Como era de esperar, agarré una borracherita muy rica ("el puntillo", como diría mi amigo Rodrigo) y tuve una ocurrencia que compartí con los presentes para matar el rato: ¿Y por qué no nos vamos mejor a la feria? Mal debían estar las cosas cuando los amigos, en vez de reírse, estuvieron de acuerdo con tan fenomenal tontería.

Fue así como terminamos en la feria de Chapultepec una hora más tarde.

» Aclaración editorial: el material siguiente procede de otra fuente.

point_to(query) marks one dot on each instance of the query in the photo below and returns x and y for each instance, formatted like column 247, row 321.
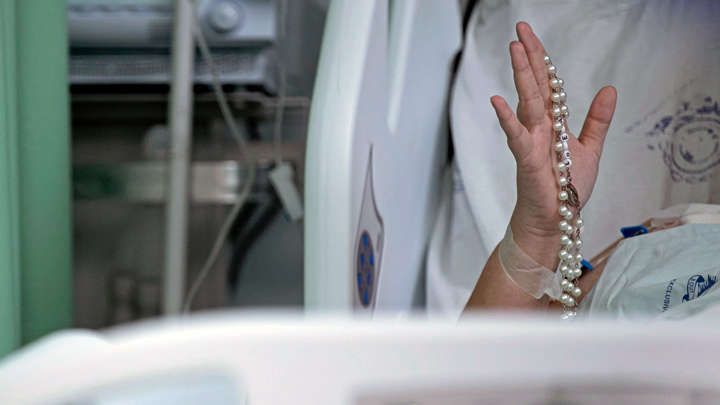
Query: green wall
column 35, row 227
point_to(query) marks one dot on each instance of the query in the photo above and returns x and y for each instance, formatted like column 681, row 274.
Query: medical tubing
column 252, row 171
column 280, row 107
column 531, row 277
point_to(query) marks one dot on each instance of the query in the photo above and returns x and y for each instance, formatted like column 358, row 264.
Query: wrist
column 540, row 244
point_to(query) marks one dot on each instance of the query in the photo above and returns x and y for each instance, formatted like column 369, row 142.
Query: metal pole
column 180, row 121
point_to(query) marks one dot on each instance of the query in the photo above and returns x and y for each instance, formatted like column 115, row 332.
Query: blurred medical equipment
column 377, row 146
column 129, row 42
column 662, row 149
column 230, row 359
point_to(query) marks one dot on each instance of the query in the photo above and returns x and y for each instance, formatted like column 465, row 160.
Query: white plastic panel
column 382, row 86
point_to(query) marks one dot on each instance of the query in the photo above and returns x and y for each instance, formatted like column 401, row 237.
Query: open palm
column 531, row 138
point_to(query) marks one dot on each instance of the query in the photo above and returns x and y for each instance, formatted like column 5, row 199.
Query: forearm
column 495, row 290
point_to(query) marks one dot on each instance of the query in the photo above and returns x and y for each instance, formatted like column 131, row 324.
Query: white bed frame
column 377, row 145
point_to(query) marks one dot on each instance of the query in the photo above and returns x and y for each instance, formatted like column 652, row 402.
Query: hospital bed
column 377, row 146
column 232, row 359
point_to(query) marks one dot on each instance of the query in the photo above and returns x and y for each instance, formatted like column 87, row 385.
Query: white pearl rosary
column 569, row 254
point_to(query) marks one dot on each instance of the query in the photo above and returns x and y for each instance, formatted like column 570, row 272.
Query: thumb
column 598, row 120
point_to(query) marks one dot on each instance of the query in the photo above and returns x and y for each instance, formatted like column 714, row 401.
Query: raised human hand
column 531, row 139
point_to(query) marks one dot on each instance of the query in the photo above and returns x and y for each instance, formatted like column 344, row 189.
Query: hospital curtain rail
column 35, row 227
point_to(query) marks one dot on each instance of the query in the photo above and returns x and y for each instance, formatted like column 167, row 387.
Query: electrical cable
column 252, row 170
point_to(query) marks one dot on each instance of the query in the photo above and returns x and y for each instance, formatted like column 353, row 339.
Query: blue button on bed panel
column 630, row 231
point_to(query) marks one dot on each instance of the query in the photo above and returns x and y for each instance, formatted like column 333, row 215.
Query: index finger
column 535, row 54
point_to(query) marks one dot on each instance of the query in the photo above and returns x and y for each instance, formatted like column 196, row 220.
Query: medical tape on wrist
column 526, row 273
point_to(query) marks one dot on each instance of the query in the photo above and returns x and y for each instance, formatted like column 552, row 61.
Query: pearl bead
column 563, row 210
column 564, row 239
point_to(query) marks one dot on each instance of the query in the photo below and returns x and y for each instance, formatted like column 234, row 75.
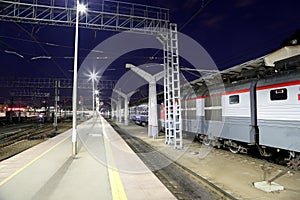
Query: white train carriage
column 264, row 112
column 278, row 111
column 239, row 121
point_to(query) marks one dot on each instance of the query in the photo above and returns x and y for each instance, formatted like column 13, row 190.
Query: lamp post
column 93, row 77
column 79, row 8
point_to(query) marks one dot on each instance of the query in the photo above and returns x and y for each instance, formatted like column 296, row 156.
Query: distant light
column 15, row 53
column 41, row 57
column 81, row 8
column 294, row 41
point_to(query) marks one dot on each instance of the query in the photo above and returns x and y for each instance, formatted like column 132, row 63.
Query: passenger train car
column 259, row 111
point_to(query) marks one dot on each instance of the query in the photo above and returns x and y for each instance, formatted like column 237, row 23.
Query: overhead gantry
column 114, row 16
column 126, row 102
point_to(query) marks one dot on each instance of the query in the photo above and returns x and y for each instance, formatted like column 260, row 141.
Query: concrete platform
column 105, row 168
column 234, row 173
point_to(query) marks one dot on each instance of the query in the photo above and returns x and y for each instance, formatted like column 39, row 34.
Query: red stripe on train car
column 236, row 92
column 291, row 83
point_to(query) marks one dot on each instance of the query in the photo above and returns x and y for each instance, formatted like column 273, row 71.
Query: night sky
column 232, row 32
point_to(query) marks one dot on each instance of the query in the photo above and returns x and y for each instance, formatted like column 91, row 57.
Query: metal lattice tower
column 114, row 16
column 172, row 101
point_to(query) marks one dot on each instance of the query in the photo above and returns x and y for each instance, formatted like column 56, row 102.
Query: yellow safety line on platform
column 32, row 161
column 117, row 188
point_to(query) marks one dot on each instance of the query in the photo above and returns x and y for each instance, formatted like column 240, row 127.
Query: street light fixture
column 79, row 8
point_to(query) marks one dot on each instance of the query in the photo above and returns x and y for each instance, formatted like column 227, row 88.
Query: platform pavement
column 234, row 173
column 104, row 168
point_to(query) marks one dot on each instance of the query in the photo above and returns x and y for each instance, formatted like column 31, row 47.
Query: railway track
column 182, row 182
column 14, row 140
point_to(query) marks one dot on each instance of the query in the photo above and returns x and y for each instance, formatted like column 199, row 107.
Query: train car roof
column 252, row 69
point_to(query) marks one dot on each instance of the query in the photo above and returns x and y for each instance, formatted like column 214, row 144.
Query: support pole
column 152, row 102
column 74, row 103
column 126, row 102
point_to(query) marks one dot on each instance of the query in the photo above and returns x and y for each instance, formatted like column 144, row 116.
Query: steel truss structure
column 23, row 82
column 114, row 16
column 109, row 15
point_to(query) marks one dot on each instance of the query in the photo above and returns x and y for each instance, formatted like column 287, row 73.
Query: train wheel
column 294, row 163
column 234, row 147
column 206, row 141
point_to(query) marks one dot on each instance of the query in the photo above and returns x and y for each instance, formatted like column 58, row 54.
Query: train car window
column 213, row 115
column 234, row 99
column 214, row 100
column 278, row 94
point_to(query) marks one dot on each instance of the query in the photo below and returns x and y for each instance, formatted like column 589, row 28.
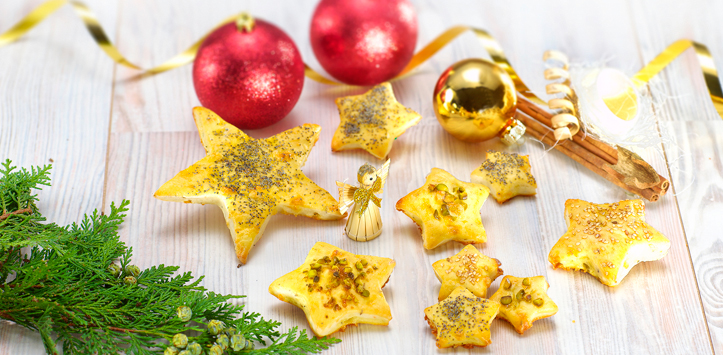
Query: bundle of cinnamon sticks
column 619, row 166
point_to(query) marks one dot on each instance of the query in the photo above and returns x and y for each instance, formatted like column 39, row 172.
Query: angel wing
column 382, row 174
column 346, row 196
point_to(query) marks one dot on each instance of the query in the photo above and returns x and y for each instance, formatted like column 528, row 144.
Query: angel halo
column 365, row 221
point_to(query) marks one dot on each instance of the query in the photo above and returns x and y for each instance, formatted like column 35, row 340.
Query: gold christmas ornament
column 475, row 100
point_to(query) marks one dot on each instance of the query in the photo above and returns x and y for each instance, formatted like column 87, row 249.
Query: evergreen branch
column 100, row 303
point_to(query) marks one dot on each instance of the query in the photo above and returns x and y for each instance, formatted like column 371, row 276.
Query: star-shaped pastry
column 336, row 288
column 506, row 175
column 607, row 240
column 523, row 301
column 446, row 209
column 372, row 121
column 462, row 319
column 470, row 269
column 251, row 179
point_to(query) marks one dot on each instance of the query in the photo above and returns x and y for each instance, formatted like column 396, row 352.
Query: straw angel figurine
column 364, row 222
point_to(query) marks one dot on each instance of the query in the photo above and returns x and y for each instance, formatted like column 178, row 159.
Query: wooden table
column 112, row 137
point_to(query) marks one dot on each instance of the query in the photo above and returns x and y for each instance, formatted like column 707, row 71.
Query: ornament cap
column 245, row 22
column 513, row 132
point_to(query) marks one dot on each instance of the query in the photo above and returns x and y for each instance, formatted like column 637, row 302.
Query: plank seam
column 110, row 114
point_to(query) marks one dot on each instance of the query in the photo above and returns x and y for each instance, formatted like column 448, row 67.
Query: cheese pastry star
column 251, row 179
column 506, row 175
column 372, row 121
column 446, row 209
column 470, row 269
column 462, row 319
column 523, row 301
column 336, row 288
column 607, row 240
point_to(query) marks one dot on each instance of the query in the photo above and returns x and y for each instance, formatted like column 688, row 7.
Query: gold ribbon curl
column 488, row 42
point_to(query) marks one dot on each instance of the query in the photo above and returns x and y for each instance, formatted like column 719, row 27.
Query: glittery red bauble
column 251, row 79
column 364, row 42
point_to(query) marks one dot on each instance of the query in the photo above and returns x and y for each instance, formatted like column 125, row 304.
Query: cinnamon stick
column 596, row 147
column 593, row 145
column 573, row 151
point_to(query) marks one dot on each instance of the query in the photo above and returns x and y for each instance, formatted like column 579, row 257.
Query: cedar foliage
column 59, row 281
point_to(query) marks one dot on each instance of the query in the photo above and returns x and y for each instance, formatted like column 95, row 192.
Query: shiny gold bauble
column 475, row 100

Primero nos subimos todos -a excepción de la esposa de Javier, que estaba embarazada- a una pequeña montaña rusa que lo único emocionante fue ver como Rodrigo y su acompañante se estaban besuqueando al estilo "otorrino". Posteriormente nos metimos a la casa del terror porque era la única atracción en la que no había que hacer cola. Recuerdo que Rodrigo se puso a presumir que nada de eso le daba miedo, que eran puras tonterías para niños e ignorantes... y así fue hasta que de la nada le salió al paso "Freddy Krueger" con sierra y toda la coda. Entonces Rodrigo se tiró al suelo y se hizo un ovillo mientras se cubría la cabeza con las manos, mientras que los demás estábamos también en el suelo... partiéndonos de la risa.

Nos subimos a otros juegos sin pena ni gloria y decidimos cerrar con broche de oro subiéndonos a la montaña rusa. La idea no era de mi agrado pues ya me hallaba en plena resaca y temía que unos cuantos ascensos lentos y unos descensos acelerados hicieran mella en mi estómago. Finalmente pudo más el orgullo que la prudencia y me subí. No vomité, pero se me olvidó poner el cuello rígido, así que fui víctima de una tortícolis muy rebelde.

No sólo la pasamos bien, también fue la última ocasión en la que los amigos volvimos a juntarnos para divertirnos como antaño. Muchas veces creo que fue nuestra despedida de la adolescencia.